Spice and all things nice
To be sure, food rest isn't always needed. But there are certain dishes that you might want to stay put in your seat and give up the second helpings, so there's enough left over to savour the next day.
Ever wondered why dishes such as stews and casseroles that don't rely heavily on spices also taste as good the day after? It comes down to the types of cuts used in these stews.
Often, cheaper cuts of meat such as brisket or tendons are left to simmer in pots of bubbling gravy and slow-cooked for hours to break down their chewy texture. Once cooled, or left in the fridge overnight, the collagen in these cuts breaks down into a gelatinous consistency that absorbs all the flavours of the gravy and infusing it into the meat. And while spices might be king of the food rest game, an exception to the rule is chilli, best eaten fresh. Over time, the heat dulls and tapers off, leaving behind a mere shadow of its former self.
Even grilled steaks benefit from food rest, though the temptation to sink your teeth into fresh meat is hard to resist. Celebrity chef Gordon Ramsay himself is a big believer in letting a seared steak cool for a good few minutes before slicing it open and revealing tender pink slices of meat.

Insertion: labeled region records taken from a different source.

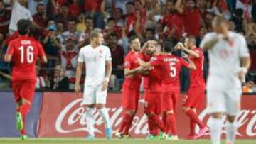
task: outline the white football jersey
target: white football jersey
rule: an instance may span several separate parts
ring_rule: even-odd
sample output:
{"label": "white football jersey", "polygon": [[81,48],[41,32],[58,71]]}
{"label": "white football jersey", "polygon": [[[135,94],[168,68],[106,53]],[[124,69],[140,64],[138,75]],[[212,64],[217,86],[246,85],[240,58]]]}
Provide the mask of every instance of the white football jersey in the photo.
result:
{"label": "white football jersey", "polygon": [[100,85],[105,77],[105,62],[111,61],[110,48],[100,45],[96,48],[90,45],[82,48],[79,52],[78,62],[85,62],[86,69],[85,85]]}
{"label": "white football jersey", "polygon": [[[207,33],[200,47],[216,38],[216,33]],[[243,35],[229,31],[229,41],[220,40],[212,49],[208,50],[210,59],[210,75],[220,75],[234,79],[240,67],[240,57],[250,57],[249,50]]]}

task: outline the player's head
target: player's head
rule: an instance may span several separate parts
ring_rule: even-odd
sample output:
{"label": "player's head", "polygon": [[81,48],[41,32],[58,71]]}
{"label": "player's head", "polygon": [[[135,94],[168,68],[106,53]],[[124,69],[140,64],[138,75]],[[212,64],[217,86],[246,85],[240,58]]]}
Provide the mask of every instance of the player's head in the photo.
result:
{"label": "player's head", "polygon": [[90,33],[91,43],[95,43],[97,45],[102,45],[104,43],[103,35],[100,30],[94,30]]}
{"label": "player's head", "polygon": [[129,47],[132,51],[139,52],[141,48],[141,42],[139,38],[135,35],[132,35],[129,38]]}
{"label": "player's head", "polygon": [[212,23],[213,28],[217,33],[224,33],[228,31],[228,23],[223,16],[215,16]]}
{"label": "player's head", "polygon": [[189,36],[185,39],[185,46],[188,49],[194,48],[196,46],[196,38],[193,36]]}
{"label": "player's head", "polygon": [[18,22],[18,32],[21,35],[28,35],[31,27],[31,22],[28,20],[21,19]]}
{"label": "player's head", "polygon": [[171,53],[174,49],[174,43],[172,41],[166,40],[163,42],[164,52],[166,53]]}

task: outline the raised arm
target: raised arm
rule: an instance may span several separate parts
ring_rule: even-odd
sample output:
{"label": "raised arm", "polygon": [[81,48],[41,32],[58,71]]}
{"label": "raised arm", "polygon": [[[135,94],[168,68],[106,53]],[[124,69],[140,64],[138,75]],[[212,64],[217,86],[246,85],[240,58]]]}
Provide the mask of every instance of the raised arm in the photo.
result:
{"label": "raised arm", "polygon": [[81,89],[80,86],[80,81],[81,79],[81,75],[82,75],[82,70],[83,68],[83,62],[78,62],[76,73],[75,73],[75,92],[77,94],[79,94],[81,92]]}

Over at Moosehead, all meats that come off the restaurant's Inka grill are left to rest for at least the same amount of time that they are cooked.
The meat thus needs to be rested to relax the fibres and keep the juices locked in. Slicing the meat too quickly will let all the juices seep out, leaving a tough piece of steak. Smith also notes that food rest depends on the cuts and types of meat used as well.